Here are three reasons why.

1) Most media isn’t journalism and never has been

Profiles of successful but not-really-journalism websites generally have a shocked tone about the discovery that people are reading stuff that isn’t Real Journalism. But journalism has always been only one part of the media mix — and a distinctly minority part.

On network television there are many more hours of the day dedicated to entertainment and sports programming than to news, and there always have been. On cable, there are many more sports and entertainment channels than news stations, and there always have been. The radio is dominated by sports and music, not news. Documentary films exist, but they’re far less popular than action-packed blockbusters or laugh-a-minute comedies, and they always have been. Detective thrillers, romance novels, and self-help books outsell longform nonfiction on weighty subjects and always have. Among magazine periodicals, People and TV Guide and Cosmo always had higher circulations than the Economist.
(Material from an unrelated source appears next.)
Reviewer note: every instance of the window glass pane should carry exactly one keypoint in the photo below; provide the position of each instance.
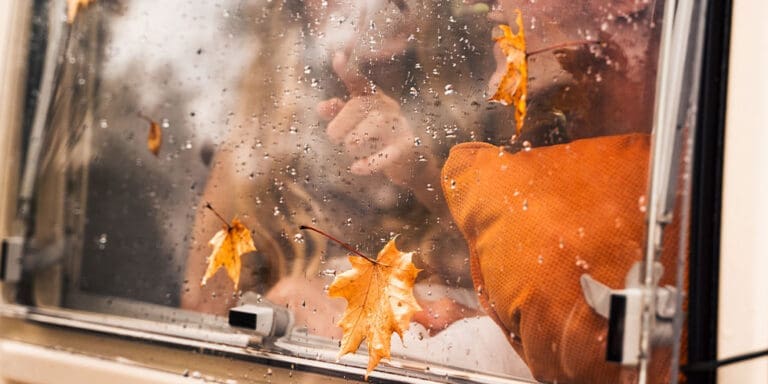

The lone exception to this trend is the world of daily newspapers. Periodicals printed and distributed on cheap newsprint seven days a week, 365 days a year, are mostly news. Even tabloids on the sillier end of the spectrum, like the New York Post, are much more substantive and newsy than the median fare offered on television, radio, cinema, or book publishing. That digital publishing more closely resembles everything-that’s-not-a-newspaper than it does newspapers is an interesting fact about newspapers, not about digital publishing.

2) Newspapers are only partially about journalism

The medium of newspapers is much newsier than any other medium of the past or present. It’s even there in the name. Newspaper.

Even so, a typical American newspaper contains an awful lot of stuff that isn’t Real Journalism. Newspapers have funny pages, gossip columns, horoscopes, crossword puzzles, recipes, real estate porn, and many other elements that are non-journalistic or quasi-journalistic in nature. This kind of fun and reader service was long integral to the circulation strategy of newspaper publishing companies, just as many successful online journalism enterprises also publish fun stuff and reader service items that are less journalistically ambitious.

3) The web blurs lines

The web breaks down barriers between mediums that were historically distinct. Newspapers distribute their content on the web. So do magazines. So do television stations. Web-native publications in some ways resemble the web-distribution arms of legacy media outlets. Videos combine with text in a way that wasn’t true in a world where a TV station was a TV station and a newspaper was a newspaper. The web, in other words, consumes all media.

And if we look at the media landscape, whether digital or analog, we see that journalism has always been a distinct minority of the overall media. Lighter entertainments are dominant, both in volume and in revenue, and always have been. One can find that alarming or banal as one likes, but it’s simply not something that is new or in any particular way related to the web.